Ehlert würdigte zwar die Übereinkunft auf dem zurückliegenden „Baugipfel“ auf Bundesebene, investierende Unternehmen über eine degressive Abschreibung entlasten zu wollen, mahnte jedoch weitergehende Schritte an: ein Stabilisierungsprogramm für die Bauwirtschaft einschließlich einer Verstetigung der Förderpolitik des Bundes und ein umfassendes Standortstärkungsprogramm für die Wirtschaft, „das auch das Handwerk erreicht“. Das Land forderte Ehlert auf, dem Baugewerbe durch Verzicht auf eine Rohstoffabgabe, Senkung der Grunderwerbsteuer und Einführung der „überfälligen“ Kleinen Bauvorlageberechtigung fürs Maurer- und Zimmererhandwerk zu helfen.

Anschließend widmete sich das Einladungstreffen mit den Innungsspitzen dem wohl drängendsten Problem des Handwerks: dem eklatanten Nachwuchs- und Fachkräftemangel. Dieser gefährde nicht nur die Umsetzung der drängenden Transformationsaufgaben bei der Gebäudeenergie und Infrastrukturmodernisierung, sondern zunehmend auch die Fortexistenz vieler Betriebe. „Fast vier von zehn Handwerksunternehmen würden sofort einstellen, wenn sie Personal fänden,“ speiste Ehlert dazu ein Teilergebnis aus der aktuellen Konjunkturumfrage der HWK ein.
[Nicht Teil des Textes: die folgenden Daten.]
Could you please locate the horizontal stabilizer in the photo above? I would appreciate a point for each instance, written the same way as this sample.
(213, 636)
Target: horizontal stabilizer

Als Hauptreferent des Abends stellte Staatssekretär im Ministerium für Arbeit, Gesundheit und Soziales Matthias Heidmeier die von der Landesregierung ausgerufene Fachkräfteoffensive NRW vor. „Die Handwerksbetriebe in Nordrhein-Westfalen sind zentrale Treiber des Wandels hin zu Nachhaltigkeit und Generationengerechtigkeit. Kurz gesagt: Ohne das Handwerk werden wir die Klimaschutzziele nicht erreichen“, bestätigte der Gast aus der Landesregierung zunächst die Analyse des Gastgebers. Gut ausgebildete Handwerkerinnen und Handwerker und die Nachwuchssicherung seien „von zentraler Bedeutung für Nordrhein-Westfalen“. Die Fachkräfteinitiative ziele deshalb zum einen darauf ab, echte Gleichwertigkeit von beruflicher und akademischer Bildung herzustellen. Dazu soll – über die aktuelle Gesetzesinitiative zur Verankerung des Ziels in der Landesverfassung hinaus – nicht zuletzt die berufliche Orientierung besser werden und früher einsetzen. „Und das an jeder Schulform. Auch in den Gymnasien“, betonte Heidmeier. Das Handwerk eröffne auch Abiturienten „glänzende berufliche Perspektiven“ – wie überhaupt als Hauptvorzug des Wirtschaftsbereichs nachdrücklicher herauszustellen sei, dass „das Handwerk enorme Chancen für alle jungen Leute“ biete: „für die Unternehmenslenker von morgen genauso wie für Arbeitskräfte, die einfach mit anpacken wollen.“

Deshalb wolle das Land „gemeinsam mit dem Handwerk wirklich alle Potentiale des Arbeitsmarktes in den Blick nehmen“, so Heidmeier – insbesondere auch jene wachsende Zielgruppe, der der Einstieg ins Berufsleben oft nur schwer gelinge. So sei aktuell jeder fünfte 20- bis 30-Jährige in NRW ohne Abschluss. „Wir dürfen diese Menschen ohne Abschluss nicht verlieren!“, appellierte Heidmeier an die versammelten Innungsspitzen. Darüber hinaus hingen „viel zu viele junge Leute im Übergang Schule-Beruf fest.“ Heidmeier sprach sich für eine Weiterentwicklung des Übergangssystem Schule – Beruf aus, insbesondere für einen beschleunigten Überstieg von der Schule in die Berufsqualifizierung.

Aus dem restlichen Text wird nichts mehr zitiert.